Genome editing could be used directly for therapeutic purposes, and this is where genetic manipulation of pigs could have a more serious application than breeding novelty pets or even superior farm animals: as a potential source of replacement organs for humans. Xenotransplantation (transplanting organs from one species to another) is fraught with difficulty; finding two humans with a close enough tissue match for a successful transplant is hard enough, without attempting to cross a species barrier. However, genome editing could help efforts to grow human organs inside pigs more safely and effectively – a potential solution to the shortage of donor organs.
Cell-based therapies have already employed genome editing to make customised blood cells to cure patients with severe forms of leukaemia – arguably an ultimate form of personalised medicine - such as in the case of baby Layla Richards. This cleverly combines transplantation of healthy stem cells (in this case to replace leukaemia cells) with genome editing to make those donor cells compatible with the recipient.
Gene therapy in mainstream medicine?
Finally, there is classical gene therapy - introducing ‘corrected’ or healthy genes to replace defective ones that cause disease. While some of the inherent difficulties of gene therapy (getting the healthy genes working reliably in cells in the right part of the body) are not solved by genome editing, it will nevertheless undoubtedly accelerate the development of new therapies.
Most gene therapy trials focus on advanced cancer or severe inherited diseases for which no other treatments are available, but this may not always be the case. One day, gene therapy could be used to combat a much more common medical problem: high cholesterol.
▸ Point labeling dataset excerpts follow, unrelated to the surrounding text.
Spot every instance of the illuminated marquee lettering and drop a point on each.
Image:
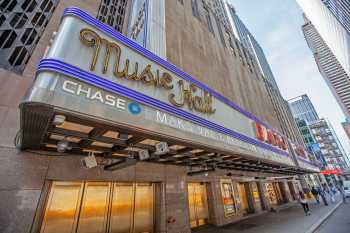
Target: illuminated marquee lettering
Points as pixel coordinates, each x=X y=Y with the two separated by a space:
x=187 y=95
x=270 y=137
x=89 y=93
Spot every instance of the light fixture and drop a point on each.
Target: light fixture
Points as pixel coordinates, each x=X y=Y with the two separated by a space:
x=58 y=120
x=62 y=146
x=161 y=148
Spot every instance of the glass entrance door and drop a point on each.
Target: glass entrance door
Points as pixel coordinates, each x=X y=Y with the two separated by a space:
x=243 y=198
x=197 y=199
x=94 y=207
People with genetic mutations that prevent production of the PCSK9 protein have naturally low cholesterol levels, and it has been shown that blocking the PCSK9 protein has a similar effect. Now, AstraZeneca researchers have used genome editing to disable the equivalent gene in mice, leading to speculation that a human gene therapy might be developed to permanently reduce the risk of cardiovascular disease. Such applications are certainly not just around the corner – but they might be closer than we expect.